Patients with the 2009 FIGO stage of IB1-IIA2 CC will undergo pLN resection and impair the patient’s quality of life [8, 40]. Beginning with this study, our TCGA data originating from bioinformatics analysis demonstrated that LN metastasis of CESC may be related to immune infiltration. Results stressed that the major immune infiltration cell types were natural killer (NK) cells, macrophages, and T cells.
In addition, traditional procedures have been used to elucidate the mechanism by regularly exploring such molecular pathways which would destroy the spatial structure[41, 42]. By mIF and HALO system, their spatial orientation interrelation of immune cells and immune markers would be preserved [19, 43]. Our results further revealed that immune infiltration, including CD68, PD-1, and PD-L1 were significantly up-regulated and CD8 was significantly down-regulated with pLN metastasis of CC. This can be explained by macrophages and the immune molecule PD-1, PD-L1 may promote pLN metastasis of CC.

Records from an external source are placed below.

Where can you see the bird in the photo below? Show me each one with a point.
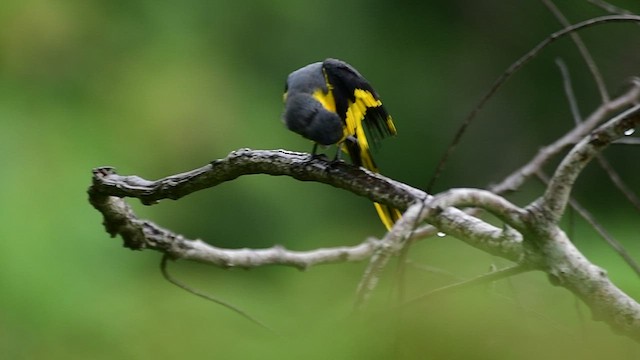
(331, 103)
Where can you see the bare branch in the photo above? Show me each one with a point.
(299, 166)
(557, 193)
(478, 280)
(604, 234)
(139, 234)
(618, 182)
(610, 8)
(441, 211)
(518, 177)
(171, 279)
(586, 55)
(506, 75)
(568, 90)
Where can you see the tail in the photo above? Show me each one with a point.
(358, 150)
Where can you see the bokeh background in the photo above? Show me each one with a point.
(155, 88)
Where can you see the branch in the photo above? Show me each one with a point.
(137, 234)
(518, 177)
(508, 73)
(584, 52)
(300, 166)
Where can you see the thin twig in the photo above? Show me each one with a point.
(584, 52)
(506, 75)
(568, 90)
(478, 280)
(171, 279)
(604, 234)
(618, 182)
(610, 7)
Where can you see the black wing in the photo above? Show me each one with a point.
(350, 89)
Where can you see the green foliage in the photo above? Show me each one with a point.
(155, 88)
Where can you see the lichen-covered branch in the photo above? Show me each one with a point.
(557, 194)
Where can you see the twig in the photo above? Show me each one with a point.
(584, 52)
(518, 177)
(478, 280)
(618, 182)
(610, 8)
(568, 90)
(604, 234)
(171, 279)
(555, 198)
(506, 75)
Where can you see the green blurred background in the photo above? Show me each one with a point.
(155, 88)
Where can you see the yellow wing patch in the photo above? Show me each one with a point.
(326, 99)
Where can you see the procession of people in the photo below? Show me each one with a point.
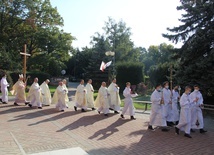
(168, 109)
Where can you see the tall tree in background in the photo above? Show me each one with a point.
(35, 23)
(197, 54)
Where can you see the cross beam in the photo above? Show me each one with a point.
(25, 60)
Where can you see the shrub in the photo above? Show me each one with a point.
(41, 76)
(9, 79)
(129, 72)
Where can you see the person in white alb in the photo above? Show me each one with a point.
(114, 96)
(185, 115)
(102, 102)
(196, 113)
(64, 84)
(90, 94)
(34, 95)
(167, 107)
(19, 91)
(175, 110)
(127, 93)
(4, 90)
(157, 117)
(46, 94)
(80, 97)
(59, 97)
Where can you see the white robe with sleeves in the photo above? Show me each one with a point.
(157, 117)
(114, 97)
(102, 101)
(46, 94)
(4, 90)
(80, 97)
(90, 95)
(34, 95)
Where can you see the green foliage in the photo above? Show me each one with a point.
(9, 79)
(129, 72)
(33, 74)
(36, 24)
(159, 73)
(197, 54)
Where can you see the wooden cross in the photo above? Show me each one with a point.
(25, 60)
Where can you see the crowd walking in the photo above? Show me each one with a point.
(168, 109)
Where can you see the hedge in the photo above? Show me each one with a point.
(129, 72)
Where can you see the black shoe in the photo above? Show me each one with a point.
(26, 103)
(191, 130)
(151, 128)
(203, 131)
(187, 135)
(177, 130)
(165, 130)
(132, 118)
(75, 108)
(15, 104)
(83, 110)
(116, 112)
(170, 124)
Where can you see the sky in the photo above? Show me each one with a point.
(148, 19)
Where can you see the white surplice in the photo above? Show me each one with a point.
(59, 98)
(157, 116)
(102, 102)
(46, 94)
(80, 97)
(4, 90)
(114, 97)
(90, 95)
(34, 95)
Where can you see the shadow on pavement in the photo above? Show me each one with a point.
(158, 142)
(85, 121)
(110, 130)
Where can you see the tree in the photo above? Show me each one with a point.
(196, 55)
(35, 23)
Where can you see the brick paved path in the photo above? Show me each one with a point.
(25, 131)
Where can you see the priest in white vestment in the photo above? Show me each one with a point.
(59, 97)
(196, 112)
(90, 94)
(157, 117)
(19, 91)
(128, 102)
(4, 90)
(80, 97)
(185, 115)
(175, 110)
(34, 95)
(114, 97)
(64, 84)
(46, 94)
(102, 102)
(167, 107)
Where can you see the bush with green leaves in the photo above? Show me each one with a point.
(129, 72)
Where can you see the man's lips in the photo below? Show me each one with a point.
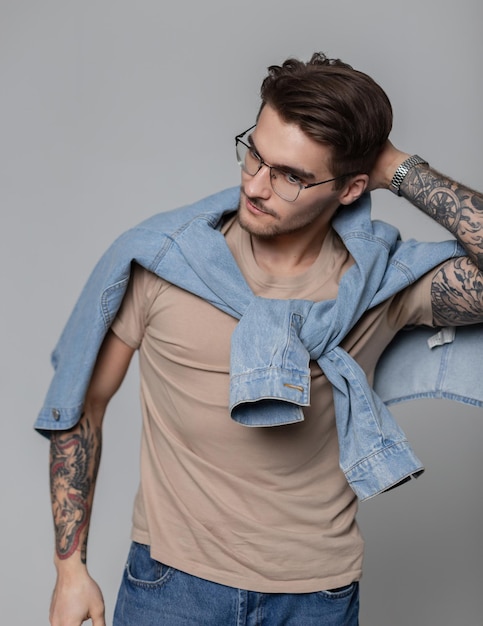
(255, 208)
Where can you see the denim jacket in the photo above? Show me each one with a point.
(274, 339)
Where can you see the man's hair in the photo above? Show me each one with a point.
(335, 105)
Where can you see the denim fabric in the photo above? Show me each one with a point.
(153, 594)
(423, 362)
(274, 339)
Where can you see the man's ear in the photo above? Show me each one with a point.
(354, 189)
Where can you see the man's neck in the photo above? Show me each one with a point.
(287, 255)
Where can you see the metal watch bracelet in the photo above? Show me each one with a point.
(402, 170)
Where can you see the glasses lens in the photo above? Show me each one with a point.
(282, 185)
(247, 159)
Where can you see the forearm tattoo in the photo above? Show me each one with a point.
(74, 461)
(454, 206)
(457, 287)
(456, 293)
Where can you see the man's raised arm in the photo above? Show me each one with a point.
(457, 287)
(74, 462)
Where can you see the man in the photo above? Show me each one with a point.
(234, 522)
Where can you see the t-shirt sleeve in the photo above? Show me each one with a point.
(130, 322)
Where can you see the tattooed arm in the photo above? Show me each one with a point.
(457, 287)
(74, 462)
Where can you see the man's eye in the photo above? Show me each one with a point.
(292, 178)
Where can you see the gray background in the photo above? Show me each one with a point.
(113, 110)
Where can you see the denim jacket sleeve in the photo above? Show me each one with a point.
(428, 363)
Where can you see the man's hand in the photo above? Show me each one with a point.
(75, 600)
(389, 159)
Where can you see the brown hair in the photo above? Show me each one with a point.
(333, 104)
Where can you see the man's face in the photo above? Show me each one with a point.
(264, 214)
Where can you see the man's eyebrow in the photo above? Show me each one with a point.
(299, 173)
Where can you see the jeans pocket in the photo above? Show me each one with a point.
(340, 592)
(144, 571)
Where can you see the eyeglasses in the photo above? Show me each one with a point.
(286, 184)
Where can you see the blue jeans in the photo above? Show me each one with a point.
(153, 594)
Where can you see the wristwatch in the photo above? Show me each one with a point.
(402, 170)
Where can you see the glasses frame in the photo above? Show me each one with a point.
(238, 139)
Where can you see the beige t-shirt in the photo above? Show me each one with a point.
(264, 509)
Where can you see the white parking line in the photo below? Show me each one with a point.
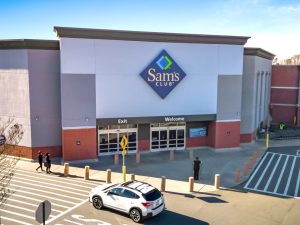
(47, 187)
(14, 220)
(281, 174)
(18, 214)
(38, 200)
(42, 182)
(264, 172)
(290, 177)
(44, 196)
(26, 203)
(297, 185)
(60, 178)
(271, 176)
(47, 192)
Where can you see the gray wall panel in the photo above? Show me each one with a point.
(229, 97)
(78, 100)
(44, 82)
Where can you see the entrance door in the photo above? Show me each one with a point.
(109, 140)
(168, 138)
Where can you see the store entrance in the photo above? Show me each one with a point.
(109, 140)
(167, 137)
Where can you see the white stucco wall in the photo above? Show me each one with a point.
(121, 92)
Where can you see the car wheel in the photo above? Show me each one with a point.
(135, 215)
(97, 202)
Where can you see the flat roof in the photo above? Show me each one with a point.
(29, 44)
(259, 52)
(88, 33)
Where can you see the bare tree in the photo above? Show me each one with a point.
(13, 133)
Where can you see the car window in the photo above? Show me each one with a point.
(152, 195)
(129, 194)
(116, 191)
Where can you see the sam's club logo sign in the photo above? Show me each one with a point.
(163, 74)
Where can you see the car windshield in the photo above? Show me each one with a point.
(152, 195)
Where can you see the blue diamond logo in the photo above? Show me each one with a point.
(163, 74)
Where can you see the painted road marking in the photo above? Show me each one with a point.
(256, 170)
(271, 176)
(288, 172)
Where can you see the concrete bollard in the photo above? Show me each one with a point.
(237, 175)
(163, 184)
(217, 181)
(66, 169)
(87, 172)
(171, 154)
(191, 184)
(116, 159)
(191, 154)
(108, 176)
(132, 177)
(138, 157)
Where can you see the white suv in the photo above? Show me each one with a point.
(138, 199)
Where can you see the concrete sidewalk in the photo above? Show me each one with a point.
(234, 166)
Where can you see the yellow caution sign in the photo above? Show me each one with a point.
(123, 144)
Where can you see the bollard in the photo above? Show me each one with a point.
(217, 181)
(138, 157)
(66, 169)
(238, 176)
(163, 184)
(191, 184)
(116, 159)
(132, 177)
(191, 154)
(171, 154)
(87, 173)
(108, 176)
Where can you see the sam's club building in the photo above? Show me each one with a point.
(78, 96)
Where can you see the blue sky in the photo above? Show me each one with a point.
(272, 24)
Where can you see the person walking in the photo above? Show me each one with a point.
(40, 161)
(48, 163)
(197, 164)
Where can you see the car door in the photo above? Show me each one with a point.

Thirdly, by spatial proximity analysis, the average distance (um) between CD8 and CD56, CD8 and CD68, CD8 and PD-1, CD8 and PD-L1, CD56 and PD-1, CD56 and PD-L1 were significantly closer with pLN metastasis. These data have demonstrated that CD8 + T cells, NK cells, and macrophages may be involved in pLN metastasis of CC.
Lastly, based on randomly selected sixty percent of patients, a diagnostic prediction model was established and the AUC can reach 0.843. The nomogram incorporates five items of PD-1, PD-L1, the average distance of CD56 to PD-1, the average distance of CD56 to PD-L1, and the average distance of PD-1 to PD-L1. By internal validation with the remaining 40 percent of cases, a new ROC curve has emerged and the AUC reached 0.888. Our nomogram can serve as an effective preoperative predictive tool to assess pLN status in CC patients.
The cervical biopsy is an essential step before the diagnosis of CC. In the process, we can take part of cancer tissue through the cervical biopsy for mIF detection. HALO system is further applied in quantitative and spatial analysis. By the diagnostic prediction model, we can predict pLN metastasis preoperatively, thus avoiding unnecessary routine pLN dissection. In this way, we can avoid additional surgical trauma and possible complications for patients.
The limitations of our study include external validation for the model. External validation is needed to acquire high-level evidence for clinical application.